I think this will do it. this is several oil analysissses (sp?). there were earlier tests on this car with another laboratory, other oils and much more short interval testing, but they are not recorded electronically, thus they will not be here. 

I run my oil till it is used up completely, not 3k, not 5k, not 7,500 nor anything else than what I found is the max I can run safely. I do not want my oil to test as new all the time, because then I wouldn't be using it up. It's not a race car, it's a road car, which I drive hard when I steal it from my wife. It commuted, stop and go, 2 hours a day, 5 days a week, a million weeks a year... 

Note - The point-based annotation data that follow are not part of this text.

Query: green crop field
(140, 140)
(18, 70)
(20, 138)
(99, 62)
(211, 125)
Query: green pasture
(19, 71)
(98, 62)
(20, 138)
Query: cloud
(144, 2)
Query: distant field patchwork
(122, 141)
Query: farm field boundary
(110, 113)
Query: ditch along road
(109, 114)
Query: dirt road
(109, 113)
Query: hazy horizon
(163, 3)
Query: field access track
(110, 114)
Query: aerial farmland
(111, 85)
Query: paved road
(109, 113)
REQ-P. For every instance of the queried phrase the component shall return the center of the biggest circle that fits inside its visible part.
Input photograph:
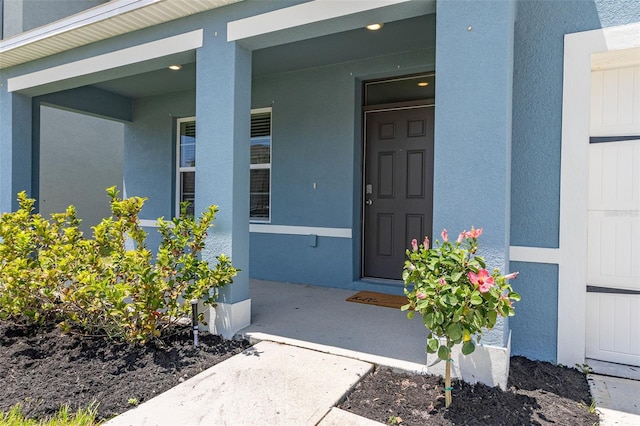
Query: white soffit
(99, 23)
(119, 58)
(253, 31)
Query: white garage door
(613, 274)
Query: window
(186, 158)
(260, 186)
(260, 173)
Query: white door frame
(583, 52)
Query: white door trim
(582, 53)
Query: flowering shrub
(456, 295)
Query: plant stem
(447, 384)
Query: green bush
(50, 273)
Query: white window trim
(581, 54)
(179, 170)
(265, 166)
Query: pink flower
(474, 233)
(482, 279)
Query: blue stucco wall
(317, 139)
(536, 145)
(537, 110)
(473, 128)
(534, 327)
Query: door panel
(398, 187)
(613, 266)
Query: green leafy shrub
(454, 293)
(37, 256)
(110, 284)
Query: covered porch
(321, 319)
(307, 62)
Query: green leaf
(443, 352)
(454, 331)
(432, 345)
(468, 347)
(476, 298)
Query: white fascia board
(82, 19)
(302, 14)
(140, 53)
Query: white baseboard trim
(534, 254)
(226, 319)
(300, 230)
(487, 364)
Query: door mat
(378, 299)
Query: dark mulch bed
(46, 369)
(538, 393)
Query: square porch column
(474, 71)
(15, 148)
(223, 112)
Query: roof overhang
(99, 23)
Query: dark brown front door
(398, 187)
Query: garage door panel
(615, 317)
(614, 250)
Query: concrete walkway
(268, 384)
(616, 390)
(311, 347)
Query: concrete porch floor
(319, 318)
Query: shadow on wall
(80, 156)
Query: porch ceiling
(99, 23)
(394, 37)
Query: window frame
(180, 169)
(263, 166)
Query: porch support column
(15, 148)
(223, 108)
(474, 69)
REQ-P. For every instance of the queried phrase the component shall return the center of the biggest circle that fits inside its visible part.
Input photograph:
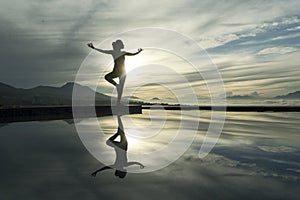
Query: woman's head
(120, 174)
(118, 44)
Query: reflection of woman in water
(119, 66)
(121, 153)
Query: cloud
(293, 28)
(277, 50)
(277, 149)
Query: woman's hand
(91, 45)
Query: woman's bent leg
(109, 77)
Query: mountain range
(54, 96)
(47, 95)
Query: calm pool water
(256, 157)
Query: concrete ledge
(63, 112)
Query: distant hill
(46, 95)
(293, 95)
(253, 95)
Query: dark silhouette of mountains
(293, 95)
(46, 95)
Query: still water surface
(257, 156)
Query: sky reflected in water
(257, 156)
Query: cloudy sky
(255, 44)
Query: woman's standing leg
(120, 87)
(109, 77)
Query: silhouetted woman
(121, 153)
(119, 66)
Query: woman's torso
(119, 59)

It has appeared, based on analysis here and elsewhere, that 10k intervals are a correct fit with the AFL oil from amsoil. I know, from past experience, with other products, that every other lubricant I tried tends to break down much more quickly to unsafe levels in the same window of mileages. 

The consistency of what I find with this product is why I love it. Never mind I've gone over 30k on an oil change in my Tacoma several times in it's 244k lifetime and still she passes smog cleanly, doesn't consume, leak, burn or whatever. I also found the comfortable drain interval on the street for that vehicle, but as I take it 4 wheeling in the sierra nevada mountains and other extremely dusty environments, the conditions the truck runs in on every oil change is not duplicated consistently.

so, to the original poster, HELL YES. Amsoil for me. good luck.

open to discussion, but no ass hats please.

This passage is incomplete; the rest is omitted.